Microsoft had more plans on employee surveillance and privacy beyond managers tracking how often each worker checks their email or chats. Now, even each worker's body language can be monitored.

A newly surfaced patent from the tech giant described a system meant to predict "overall quality scores of meetings" using body language and other factors, reported GeekWire.

Microsoft will be using sensors, cameras, microphones, and software tools to determine a meeting participant's participation in a meeting.

Microsoft faced backlash over privacy concerns that may be sacrificed in place of a "productivity score."

Microsoft's Meeting Insight Computing System Shows 'Quality' of Meetings

Other than body language, the system will also look at parameters such as the number of people in the room, temperature, time of day, noise level, and/or facial expressions of meeting participants.

New Microsoft Tech to Track Body Language in Meetings Raises Privacy Concerns
A signage of Microsoft is seen on March 13, 2020 in New York City. Photo by Jeenah Moon/Getty Images

The tech company also said the system's sensors could record which invitees attend a meeting and speech patterns that are "consistent with boredom and fatigue."

Each participant's amount of time being active participants in a meeting will also be tracked.

According to Microsoft, the system will help predict how likely a group of colleagues can hold a "high-quality meeting."

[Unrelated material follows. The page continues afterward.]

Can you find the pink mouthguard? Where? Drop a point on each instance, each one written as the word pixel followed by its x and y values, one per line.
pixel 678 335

A copy of the patent application obtained by Newsmax said "conventional computerized scheduling systems lack real-world context," so managers may be left unaware that they are "attempting to schedule non-optimal meetings.

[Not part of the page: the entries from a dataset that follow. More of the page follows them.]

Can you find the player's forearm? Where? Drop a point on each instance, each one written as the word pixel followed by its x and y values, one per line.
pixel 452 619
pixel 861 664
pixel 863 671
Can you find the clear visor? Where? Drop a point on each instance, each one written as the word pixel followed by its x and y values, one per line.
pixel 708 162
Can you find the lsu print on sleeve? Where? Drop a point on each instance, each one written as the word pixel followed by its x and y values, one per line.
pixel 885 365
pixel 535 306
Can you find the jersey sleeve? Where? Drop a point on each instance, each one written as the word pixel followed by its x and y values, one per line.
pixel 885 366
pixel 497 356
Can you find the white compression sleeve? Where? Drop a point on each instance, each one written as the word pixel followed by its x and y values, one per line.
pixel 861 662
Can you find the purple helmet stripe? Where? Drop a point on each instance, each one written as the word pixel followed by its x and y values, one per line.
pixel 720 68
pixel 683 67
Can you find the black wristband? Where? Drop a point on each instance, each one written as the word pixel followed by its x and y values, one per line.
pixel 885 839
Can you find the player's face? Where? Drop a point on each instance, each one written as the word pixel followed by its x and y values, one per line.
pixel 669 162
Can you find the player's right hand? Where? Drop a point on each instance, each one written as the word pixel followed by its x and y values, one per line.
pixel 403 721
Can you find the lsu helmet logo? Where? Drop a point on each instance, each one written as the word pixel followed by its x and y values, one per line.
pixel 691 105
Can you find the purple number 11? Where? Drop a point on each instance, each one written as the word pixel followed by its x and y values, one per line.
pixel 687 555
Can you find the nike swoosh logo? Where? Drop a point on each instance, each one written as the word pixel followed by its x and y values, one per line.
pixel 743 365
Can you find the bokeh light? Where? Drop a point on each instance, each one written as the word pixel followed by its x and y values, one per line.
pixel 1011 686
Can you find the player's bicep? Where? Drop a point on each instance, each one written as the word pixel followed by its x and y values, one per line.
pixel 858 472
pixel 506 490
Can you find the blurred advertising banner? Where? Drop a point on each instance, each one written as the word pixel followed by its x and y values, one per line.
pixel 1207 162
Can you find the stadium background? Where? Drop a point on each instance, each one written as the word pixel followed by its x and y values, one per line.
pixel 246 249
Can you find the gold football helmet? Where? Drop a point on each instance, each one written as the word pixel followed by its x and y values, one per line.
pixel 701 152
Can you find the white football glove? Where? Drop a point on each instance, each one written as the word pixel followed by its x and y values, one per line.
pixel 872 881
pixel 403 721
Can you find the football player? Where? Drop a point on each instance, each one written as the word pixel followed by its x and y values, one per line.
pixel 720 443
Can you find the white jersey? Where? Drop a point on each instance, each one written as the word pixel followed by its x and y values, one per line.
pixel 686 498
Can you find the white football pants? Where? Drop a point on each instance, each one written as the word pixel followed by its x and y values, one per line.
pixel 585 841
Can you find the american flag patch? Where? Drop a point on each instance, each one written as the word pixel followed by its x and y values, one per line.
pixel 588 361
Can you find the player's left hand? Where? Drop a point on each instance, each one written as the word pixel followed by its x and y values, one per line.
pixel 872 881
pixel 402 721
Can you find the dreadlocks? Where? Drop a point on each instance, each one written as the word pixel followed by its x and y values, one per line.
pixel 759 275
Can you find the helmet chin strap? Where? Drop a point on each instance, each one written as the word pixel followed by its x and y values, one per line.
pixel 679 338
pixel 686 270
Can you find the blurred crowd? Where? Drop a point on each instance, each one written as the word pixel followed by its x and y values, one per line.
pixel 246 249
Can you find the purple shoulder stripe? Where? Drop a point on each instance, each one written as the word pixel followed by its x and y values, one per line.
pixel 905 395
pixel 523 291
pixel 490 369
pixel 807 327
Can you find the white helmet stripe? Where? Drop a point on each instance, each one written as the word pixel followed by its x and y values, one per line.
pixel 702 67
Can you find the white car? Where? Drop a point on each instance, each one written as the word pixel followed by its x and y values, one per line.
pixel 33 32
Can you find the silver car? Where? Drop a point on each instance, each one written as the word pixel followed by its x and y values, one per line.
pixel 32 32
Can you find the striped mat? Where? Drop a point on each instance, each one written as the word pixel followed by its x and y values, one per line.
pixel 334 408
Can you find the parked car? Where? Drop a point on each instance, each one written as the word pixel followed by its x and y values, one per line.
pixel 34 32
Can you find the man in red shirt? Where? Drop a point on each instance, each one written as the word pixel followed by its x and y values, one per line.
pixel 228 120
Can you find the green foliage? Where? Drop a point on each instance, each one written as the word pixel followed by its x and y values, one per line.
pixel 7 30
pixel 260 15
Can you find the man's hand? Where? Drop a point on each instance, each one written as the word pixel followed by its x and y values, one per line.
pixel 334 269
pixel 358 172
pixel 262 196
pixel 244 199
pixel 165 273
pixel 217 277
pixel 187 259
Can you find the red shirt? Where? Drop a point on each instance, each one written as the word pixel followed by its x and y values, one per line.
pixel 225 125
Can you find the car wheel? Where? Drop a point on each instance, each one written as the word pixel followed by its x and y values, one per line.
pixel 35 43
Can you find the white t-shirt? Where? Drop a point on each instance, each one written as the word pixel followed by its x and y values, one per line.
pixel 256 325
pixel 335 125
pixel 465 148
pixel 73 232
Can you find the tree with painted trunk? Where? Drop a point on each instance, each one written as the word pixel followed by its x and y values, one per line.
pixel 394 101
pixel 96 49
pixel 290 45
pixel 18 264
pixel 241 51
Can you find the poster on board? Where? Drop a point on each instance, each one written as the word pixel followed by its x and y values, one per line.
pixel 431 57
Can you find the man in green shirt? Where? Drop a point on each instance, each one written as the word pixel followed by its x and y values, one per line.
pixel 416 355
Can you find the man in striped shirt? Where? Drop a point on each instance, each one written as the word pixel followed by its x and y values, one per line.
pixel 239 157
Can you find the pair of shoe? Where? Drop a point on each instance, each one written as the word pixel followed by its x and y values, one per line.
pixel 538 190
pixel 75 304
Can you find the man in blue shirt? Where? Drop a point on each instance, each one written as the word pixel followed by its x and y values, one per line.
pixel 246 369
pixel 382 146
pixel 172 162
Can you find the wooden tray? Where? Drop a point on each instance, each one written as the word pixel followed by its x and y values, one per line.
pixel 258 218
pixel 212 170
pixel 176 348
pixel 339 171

"This lack of optimization could lead to meetings that are "unproductive at best," Microsoft said, wanting to avoid or modify these kinds of meetings.

The company added that the feature could be used in both in-person and virtual meetings or hybrids of the two.

Microsoft Patent May Be Older Than Two Years

Some of the people listed in Microsoft's patent filing were from companies' Azure IoT and Microsoft 365 teams.

It also appeared to date back to at least two years inside the company, as it was related to a filing from 2018 and granted in August of this year.

Microsoft already introduced these kinds of software in the past. In a public demo last year, the feature was made prominent and attracted critics who said it was effectively an employee-surveillance tool, reported BBC.

Before, Microsoft Office software and email apps can be monitored by the manager to keep track of individual workers.

But Microsoft argued that these features are not enabled by default, and the primary goal of the project was to simply identify shortcomings in I.T.

Companies don't always act on the patents they file, but they usually let the public know about what they have in store for the future.

Patents are not products and don't show any signs yet that Microsoft wants to roll out this hypothetical system.

Tech for Managerial Functions Could Leave Microsoft with Discriminatory Outcomes

In a report from the Trades Union Congress (TUC), it was said that the use of technology, including artificial intelligence (AI), for managerial functions has some dangers to it.

TUC policy officer Mary Towers said these kinds of systems pose "unfair and discriminatory outcomes for workers."

Data researcher Wolfie Christl also told The Independent that he found the tech "problematic" since it normalizes "extensive workplace surveillance in a way not seen before."

"Microsoft gets the power to define highly arbitrary metrics that will potentially affect the daily lives of millions of employees and even shape how organisations function," he added.

Microsoft has its own internal artificial intelligence ethics office and a companywide committee, so the AI products live by its principles of transparency and privacy.